Meta's stock increased during pre-market trading following reports that the company plans to reduce its workforce by more than 20% to balance expenditures related to artificial intelligence.
A company spokesperson told CNBC, "This is a speculative report about a theoretical scenario."
The scale of AI investment by major technology firms has unsettled some investors.
According to a Reuters report on Saturday, which cited three anonymous sources familiar with the matter, executives at the tech giant have directed senior managers to begin preparing layoff plans.
As of 6:16 AM Eastern Time, Meta's pre-market share price had risen by 2.7%, after falling nearly 4% in the previous trading session.
With approximately 79,000 employees as of December 2025, the reported layoffs could affect more than 15,000 staff members.
This would mark the company's largest round of job cuts since late 2022, when CEO Mark Zuckerberg announced the elimination of 11,000 positions and scaled back hiring as part of a broader cost-reduction initiative.
When asked about the accuracy of the report, a Meta spokesperson stated, "This is a speculative report about a theoretical scenario."
The consideration of further layoffs comes as Meta intensifies its investment in costly AI infrastructure and seeks to enhance efficiency by integrating AI into operational workflows.
Several companies have already announced significant AI-related workforce reductions in 2026:
Jack Dorsey's Block disclosed plans in February to cut 4,000 jobs, stating the move aims to "automate more work with smaller, highly capable teams using AI."
Amazon reduced its workforce by 16,000 employees in January to streamline management and reduce bureaucracy, while also planning substantial AI investments.
Software firm Atlassian announced last week that it would cut 10% of its staff, or 1,600 positions, to reallocate resources toward AI initiatives.

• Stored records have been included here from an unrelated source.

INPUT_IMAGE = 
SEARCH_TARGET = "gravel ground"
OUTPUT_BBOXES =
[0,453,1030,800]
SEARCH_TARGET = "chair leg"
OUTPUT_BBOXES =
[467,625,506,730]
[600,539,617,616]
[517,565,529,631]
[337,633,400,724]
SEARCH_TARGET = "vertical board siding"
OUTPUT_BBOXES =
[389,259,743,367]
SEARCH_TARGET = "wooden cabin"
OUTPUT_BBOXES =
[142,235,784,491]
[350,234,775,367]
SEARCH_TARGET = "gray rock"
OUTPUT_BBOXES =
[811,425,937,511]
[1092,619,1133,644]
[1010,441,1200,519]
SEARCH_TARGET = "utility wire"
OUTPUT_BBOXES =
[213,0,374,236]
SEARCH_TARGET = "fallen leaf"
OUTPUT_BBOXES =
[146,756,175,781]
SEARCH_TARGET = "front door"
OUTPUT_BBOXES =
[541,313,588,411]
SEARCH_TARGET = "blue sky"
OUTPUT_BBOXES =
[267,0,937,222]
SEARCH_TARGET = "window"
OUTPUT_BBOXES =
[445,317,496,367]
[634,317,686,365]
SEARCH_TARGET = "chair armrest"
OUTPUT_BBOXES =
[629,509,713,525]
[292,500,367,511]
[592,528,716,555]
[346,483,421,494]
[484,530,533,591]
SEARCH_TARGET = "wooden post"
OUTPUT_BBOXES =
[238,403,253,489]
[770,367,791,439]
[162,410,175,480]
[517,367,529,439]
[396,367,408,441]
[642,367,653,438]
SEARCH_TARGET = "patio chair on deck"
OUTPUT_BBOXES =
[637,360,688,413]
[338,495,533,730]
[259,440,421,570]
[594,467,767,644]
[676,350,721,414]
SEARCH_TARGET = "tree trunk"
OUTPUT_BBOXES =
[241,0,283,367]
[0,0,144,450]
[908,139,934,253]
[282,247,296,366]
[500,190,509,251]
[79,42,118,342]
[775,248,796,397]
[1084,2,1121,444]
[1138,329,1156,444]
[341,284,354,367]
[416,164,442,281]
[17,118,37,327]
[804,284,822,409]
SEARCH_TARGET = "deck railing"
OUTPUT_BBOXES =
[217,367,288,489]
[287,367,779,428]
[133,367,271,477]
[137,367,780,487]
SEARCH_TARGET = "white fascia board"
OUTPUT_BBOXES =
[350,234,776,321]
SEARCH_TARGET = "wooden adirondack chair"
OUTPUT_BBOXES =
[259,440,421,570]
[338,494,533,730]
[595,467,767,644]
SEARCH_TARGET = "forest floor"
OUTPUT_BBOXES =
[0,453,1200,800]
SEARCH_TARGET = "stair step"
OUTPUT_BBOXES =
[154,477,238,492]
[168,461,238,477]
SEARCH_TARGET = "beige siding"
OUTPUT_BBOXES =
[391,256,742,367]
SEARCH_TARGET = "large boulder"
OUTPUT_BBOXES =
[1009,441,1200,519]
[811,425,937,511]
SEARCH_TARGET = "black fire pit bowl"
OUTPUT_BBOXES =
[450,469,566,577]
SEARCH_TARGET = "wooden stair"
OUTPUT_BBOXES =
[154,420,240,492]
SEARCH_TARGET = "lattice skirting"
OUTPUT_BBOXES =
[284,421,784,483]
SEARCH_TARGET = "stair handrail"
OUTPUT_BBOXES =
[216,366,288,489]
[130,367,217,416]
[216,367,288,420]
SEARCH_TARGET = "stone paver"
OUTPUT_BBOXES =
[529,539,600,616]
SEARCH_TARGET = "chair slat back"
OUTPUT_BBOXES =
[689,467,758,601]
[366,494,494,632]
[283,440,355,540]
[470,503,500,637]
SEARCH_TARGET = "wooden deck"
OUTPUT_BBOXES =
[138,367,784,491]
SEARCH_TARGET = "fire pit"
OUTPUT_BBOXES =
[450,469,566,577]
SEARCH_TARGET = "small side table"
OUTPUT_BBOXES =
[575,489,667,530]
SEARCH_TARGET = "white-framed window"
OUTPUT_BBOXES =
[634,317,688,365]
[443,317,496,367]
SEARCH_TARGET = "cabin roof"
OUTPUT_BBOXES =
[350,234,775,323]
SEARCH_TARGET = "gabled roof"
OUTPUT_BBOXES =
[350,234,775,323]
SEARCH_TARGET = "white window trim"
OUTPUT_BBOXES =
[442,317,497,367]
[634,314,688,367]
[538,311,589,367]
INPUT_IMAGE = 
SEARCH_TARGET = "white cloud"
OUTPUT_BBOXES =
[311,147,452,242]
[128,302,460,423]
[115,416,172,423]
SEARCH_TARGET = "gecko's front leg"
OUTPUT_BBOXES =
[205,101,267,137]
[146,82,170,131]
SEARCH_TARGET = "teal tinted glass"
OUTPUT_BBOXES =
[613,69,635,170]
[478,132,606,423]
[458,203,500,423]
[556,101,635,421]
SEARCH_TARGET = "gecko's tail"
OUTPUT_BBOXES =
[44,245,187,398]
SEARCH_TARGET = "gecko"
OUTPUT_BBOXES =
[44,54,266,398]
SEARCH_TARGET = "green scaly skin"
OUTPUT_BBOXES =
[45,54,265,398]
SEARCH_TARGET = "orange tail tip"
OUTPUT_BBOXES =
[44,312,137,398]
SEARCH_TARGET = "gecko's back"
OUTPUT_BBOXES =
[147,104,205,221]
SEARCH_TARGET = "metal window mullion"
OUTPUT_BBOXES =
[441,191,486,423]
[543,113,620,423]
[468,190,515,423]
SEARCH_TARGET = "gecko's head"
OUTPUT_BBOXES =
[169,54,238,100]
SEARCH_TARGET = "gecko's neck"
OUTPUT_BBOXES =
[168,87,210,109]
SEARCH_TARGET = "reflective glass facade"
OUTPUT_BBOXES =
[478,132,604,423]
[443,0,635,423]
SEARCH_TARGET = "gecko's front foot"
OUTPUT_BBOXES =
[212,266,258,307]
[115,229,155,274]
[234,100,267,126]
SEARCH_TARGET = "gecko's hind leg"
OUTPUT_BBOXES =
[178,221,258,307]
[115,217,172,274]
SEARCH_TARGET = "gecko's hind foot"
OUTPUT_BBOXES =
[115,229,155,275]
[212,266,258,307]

Recent data from consulting firm Challenger, Gray & Christmas indicates that over 12,000 job cuts in the U.S. so far in 2026 have been linked to AI.
AI Expenditure Projected to Reach $135 Billion
In its fourth-quarter earnings report released in January, Meta disclosed that its AI-related capital expenditures for the year are expected to range between $115 billion and $135 billion—nearly double the 2025 figure—as it builds out new AI divisions.
This investment is part of a collective $7 trillion annual AI spending plan involving tech giants such as Amazon, Alphabet, and Microsoft.
These plans have raised concerns among some investors that such high levels of spending may be unsustainable relative to the current revenue generated by AI.
Zuckerberg has stated that 2026 will be a critical year for AI, with company investments focused on his stated mission of "building personal superintelligence."
Last year, Meta invested $14.3 billion in Scale AI and eventually recruited its CEO, Wang Xiliang, along with several key engineers and researchers.
Analysts at Jefferies wrote in a Sunday report, "If Meta is willing to undertake layoffs of this magnitude while significantly increasing AI investment, we see this as indicative of a broader shift where AI is increasingly driving productivity." They added, "This has significant implications not only for Meta but for the entire internet and software industry, as investors reassess the relationship between employee count, growth, and profit margins… It is clear that these layoff considerations are partly intended to offset the sharp rise in AI infrastructure costs."